A few words about the free HTML edition of FLP (New Millennium Edition)
It was an idea conceived many years ago, when through FL website correspondence I became aware of the many eager young minds who could benefit from reading FLP, who want to read it, but for economic or other reasons have no access to it, while at the same time I was becoming aware of the growing popularity of horrid scanned copies of old editions of FLP circulating on file-sharing and torrent websites. A free high-quality online edition was my proposed solution to both problems. All concerned agreed on the potential pedagogical benefits, but also had to be convinced that book sales would not be harmed. The conversion from LaTeX to HTML was expensive: we raised considerable funds, but ran out before finishing Volumes II and III, so we are only posting Volume I initially. (I am working on finishing Volumes II and III myself, as time permits, and will start posting chapters in the not-too-distant future, if all goes as planned.)
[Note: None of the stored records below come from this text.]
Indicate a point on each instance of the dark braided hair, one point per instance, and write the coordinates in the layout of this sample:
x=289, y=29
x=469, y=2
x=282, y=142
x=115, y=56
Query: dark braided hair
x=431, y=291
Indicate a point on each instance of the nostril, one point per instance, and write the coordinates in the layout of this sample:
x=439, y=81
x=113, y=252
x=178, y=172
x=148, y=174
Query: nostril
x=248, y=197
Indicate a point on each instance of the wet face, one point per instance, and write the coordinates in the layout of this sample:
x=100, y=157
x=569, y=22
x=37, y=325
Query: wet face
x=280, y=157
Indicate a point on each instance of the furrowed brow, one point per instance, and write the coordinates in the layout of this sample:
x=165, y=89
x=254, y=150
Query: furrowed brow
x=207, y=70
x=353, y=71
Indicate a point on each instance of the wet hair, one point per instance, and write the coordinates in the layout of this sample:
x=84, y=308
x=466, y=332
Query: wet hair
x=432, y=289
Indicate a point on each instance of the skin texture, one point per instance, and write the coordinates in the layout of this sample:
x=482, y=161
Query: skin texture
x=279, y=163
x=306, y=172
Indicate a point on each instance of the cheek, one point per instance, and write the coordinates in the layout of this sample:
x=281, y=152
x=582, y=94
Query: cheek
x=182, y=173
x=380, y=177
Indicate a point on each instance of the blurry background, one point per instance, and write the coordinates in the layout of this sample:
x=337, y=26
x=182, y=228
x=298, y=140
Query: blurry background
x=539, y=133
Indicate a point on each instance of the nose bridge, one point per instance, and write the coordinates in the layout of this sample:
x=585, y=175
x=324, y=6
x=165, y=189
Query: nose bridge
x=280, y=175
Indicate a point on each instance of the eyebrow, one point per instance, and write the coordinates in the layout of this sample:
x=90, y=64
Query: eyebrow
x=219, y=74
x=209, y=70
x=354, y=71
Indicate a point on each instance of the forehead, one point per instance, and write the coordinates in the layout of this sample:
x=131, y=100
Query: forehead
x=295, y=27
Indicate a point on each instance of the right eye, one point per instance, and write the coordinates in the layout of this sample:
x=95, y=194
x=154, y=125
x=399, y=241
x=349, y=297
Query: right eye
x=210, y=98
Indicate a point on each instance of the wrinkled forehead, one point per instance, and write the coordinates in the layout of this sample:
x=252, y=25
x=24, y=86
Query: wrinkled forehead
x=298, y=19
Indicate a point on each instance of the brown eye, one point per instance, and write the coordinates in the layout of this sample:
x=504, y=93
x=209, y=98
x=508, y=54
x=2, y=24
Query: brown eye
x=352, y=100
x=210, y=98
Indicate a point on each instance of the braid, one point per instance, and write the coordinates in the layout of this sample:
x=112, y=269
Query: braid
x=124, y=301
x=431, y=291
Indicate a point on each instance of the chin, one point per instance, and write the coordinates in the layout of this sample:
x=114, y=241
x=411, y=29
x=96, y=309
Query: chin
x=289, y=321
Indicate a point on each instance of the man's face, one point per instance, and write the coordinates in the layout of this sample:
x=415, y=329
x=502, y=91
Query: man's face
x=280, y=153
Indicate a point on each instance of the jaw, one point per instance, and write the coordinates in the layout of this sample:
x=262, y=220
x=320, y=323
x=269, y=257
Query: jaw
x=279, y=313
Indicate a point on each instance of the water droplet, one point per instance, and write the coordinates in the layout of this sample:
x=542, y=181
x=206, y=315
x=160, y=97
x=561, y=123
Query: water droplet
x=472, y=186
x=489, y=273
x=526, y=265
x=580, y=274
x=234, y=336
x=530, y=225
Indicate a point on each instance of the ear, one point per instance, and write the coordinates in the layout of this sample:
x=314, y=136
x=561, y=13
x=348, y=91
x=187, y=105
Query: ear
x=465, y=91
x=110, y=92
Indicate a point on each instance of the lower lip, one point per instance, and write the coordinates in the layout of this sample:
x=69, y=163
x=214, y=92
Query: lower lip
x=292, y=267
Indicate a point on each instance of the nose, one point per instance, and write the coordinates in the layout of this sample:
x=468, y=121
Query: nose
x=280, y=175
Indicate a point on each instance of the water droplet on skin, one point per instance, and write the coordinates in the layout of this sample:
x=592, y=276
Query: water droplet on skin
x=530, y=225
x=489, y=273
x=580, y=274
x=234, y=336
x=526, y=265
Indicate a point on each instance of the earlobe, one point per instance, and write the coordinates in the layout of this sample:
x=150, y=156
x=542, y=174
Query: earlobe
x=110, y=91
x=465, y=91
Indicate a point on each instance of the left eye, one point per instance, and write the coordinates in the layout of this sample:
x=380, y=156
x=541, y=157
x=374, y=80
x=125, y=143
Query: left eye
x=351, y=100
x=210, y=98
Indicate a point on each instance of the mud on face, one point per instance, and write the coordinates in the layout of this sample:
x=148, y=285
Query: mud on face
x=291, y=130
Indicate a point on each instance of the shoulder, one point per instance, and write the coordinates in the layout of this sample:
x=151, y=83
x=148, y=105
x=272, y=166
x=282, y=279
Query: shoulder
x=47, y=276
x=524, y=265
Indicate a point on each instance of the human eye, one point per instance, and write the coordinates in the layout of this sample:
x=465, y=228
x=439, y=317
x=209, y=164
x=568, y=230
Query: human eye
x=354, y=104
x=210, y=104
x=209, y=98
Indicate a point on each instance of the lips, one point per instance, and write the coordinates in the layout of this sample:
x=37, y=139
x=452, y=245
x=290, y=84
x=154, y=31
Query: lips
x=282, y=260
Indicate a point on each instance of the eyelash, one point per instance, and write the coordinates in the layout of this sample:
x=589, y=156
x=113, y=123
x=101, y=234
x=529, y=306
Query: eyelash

When you read our HTML edition you will notice a floating menu in the top right corner with Twitter, Facebook, and email buttons (to tell your friends about it!), navigation buttons ('last chapter,' 'table of contents', and 'next chapter'), a "contact us" button (that sends email to me), and a "Buy" button that links to a page of advertising for our books and ebooks, with links to retailers' web pages. To support our effort in producing and maintaining the HTML edition, and to help us keep it free, I would appreciate it very much if you would take some time to explore the retailer's pages through the links on our "Buy" page.
You can access the free HTML edition of FLP either by going to the home page of www.feynmanlectures.info and clicking on "Read," or you can go directly to it at either of two servers:
(So what's the difference between the servers? I maintain the site at feynmanlectures.info, so changes are reflected there immediately. On the other hand, feynmanlectures.caltech.edu is generally faster and more responsive. The entire edition is mirrored from feynmanlectures.info to feynmanlectures.caltech.edu every day, so the latter is current within 24 hours.)
- hope you enjoy the new edition! If you like it, please tell your friends.
Editor, The Feynman Lectures on Physics, New Millennium Edition
P.S. If you've received this email more than once, I apologize. We're having some problems with our mail servers this morning!
BTW - Nice touch on the equations.
Go forth and use wget on your own machines!
Maybe we're not all smart enough for this, but it does make sense that if we understand the problem well, then the calculation for it will be obvious.
I have been trying to get this book online,but apparently only Microsoft's Project Tuva had a right to them.So one had to watch them on a Windows platform requiring software that cant seem to run on my machine
I suppose you must mean that most people do not get an immediate material benefit out of art. But there is so much more in life than that.